Francois Ozon’s new film opens with a shot of the Archbishop of Lyon, as he steps out in full regalia on to the balcony of the city’s hilltop cathedral. Silently surveying the rooftops below, he presents an image which speaks eloquently of the grandiosity to be found in the upper reaches of the Catholic Church.

Ozon is telling the story of a group of men sexually abused in childhood by the French priest Father Bernard Preynot, who was defrocked by the Catholic Church’s ecclesiastical court eight months ago.

Family business: Melvil Poupaud and Aurelia Petit.

Family business: Melvil Poupaud and Aurelia Petit.

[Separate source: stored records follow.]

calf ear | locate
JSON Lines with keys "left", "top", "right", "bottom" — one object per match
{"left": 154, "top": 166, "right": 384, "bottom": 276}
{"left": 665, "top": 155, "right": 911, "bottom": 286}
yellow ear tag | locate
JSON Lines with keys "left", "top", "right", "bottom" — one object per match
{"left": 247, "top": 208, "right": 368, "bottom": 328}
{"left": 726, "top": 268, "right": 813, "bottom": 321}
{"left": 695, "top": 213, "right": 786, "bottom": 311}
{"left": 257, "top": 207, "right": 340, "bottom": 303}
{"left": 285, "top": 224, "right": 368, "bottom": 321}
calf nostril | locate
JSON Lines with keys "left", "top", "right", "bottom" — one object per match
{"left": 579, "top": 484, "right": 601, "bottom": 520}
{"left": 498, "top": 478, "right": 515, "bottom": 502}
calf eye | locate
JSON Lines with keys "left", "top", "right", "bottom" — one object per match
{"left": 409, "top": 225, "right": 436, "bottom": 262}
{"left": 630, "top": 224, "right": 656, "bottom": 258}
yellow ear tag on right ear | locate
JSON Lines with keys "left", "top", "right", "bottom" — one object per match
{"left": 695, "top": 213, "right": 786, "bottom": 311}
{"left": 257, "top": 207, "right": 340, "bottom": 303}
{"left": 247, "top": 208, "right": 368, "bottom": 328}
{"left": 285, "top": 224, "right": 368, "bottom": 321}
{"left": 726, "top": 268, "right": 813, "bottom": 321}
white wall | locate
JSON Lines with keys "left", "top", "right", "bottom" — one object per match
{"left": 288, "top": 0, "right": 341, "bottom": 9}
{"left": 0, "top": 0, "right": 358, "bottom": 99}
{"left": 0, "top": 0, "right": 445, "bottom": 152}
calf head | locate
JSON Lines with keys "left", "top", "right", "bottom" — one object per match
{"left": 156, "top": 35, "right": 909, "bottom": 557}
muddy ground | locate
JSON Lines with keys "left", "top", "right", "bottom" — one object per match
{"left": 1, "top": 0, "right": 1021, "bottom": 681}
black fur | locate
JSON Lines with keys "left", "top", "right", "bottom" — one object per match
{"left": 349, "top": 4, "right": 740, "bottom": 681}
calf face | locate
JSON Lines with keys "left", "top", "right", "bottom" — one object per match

It comes as no surprise that he originally thought of doing it as a documentary. It has the features which so often distinguish reality from fiction. With an unwieldy cast of characters and shifting points of view, it skips about without regard to the rules of narrative shapeliness. Yet wherever it goes, it always circles back to the same point. The campaigners at the centre of the story are not victims. They’re heroes, brave and determined enough to disrupt their lives to expose a criminal and the Church, which allowed his crimes to go on for so long.

The group is brought together by Alexandre Guerin (Melvin Poupaud), a Paris banker, who has just learned that Preynot, who molested him at a Catholic scout camp in Lyon years earlier, is still working with children. When his subsequent appeals to the Archbishop (Francois Marthuret) get him nowhere, he sets out to find other victims of the priest. And he doesn’t have long to wait. More remarkably, many of those who respond are willing to put their names to sworn testimonies.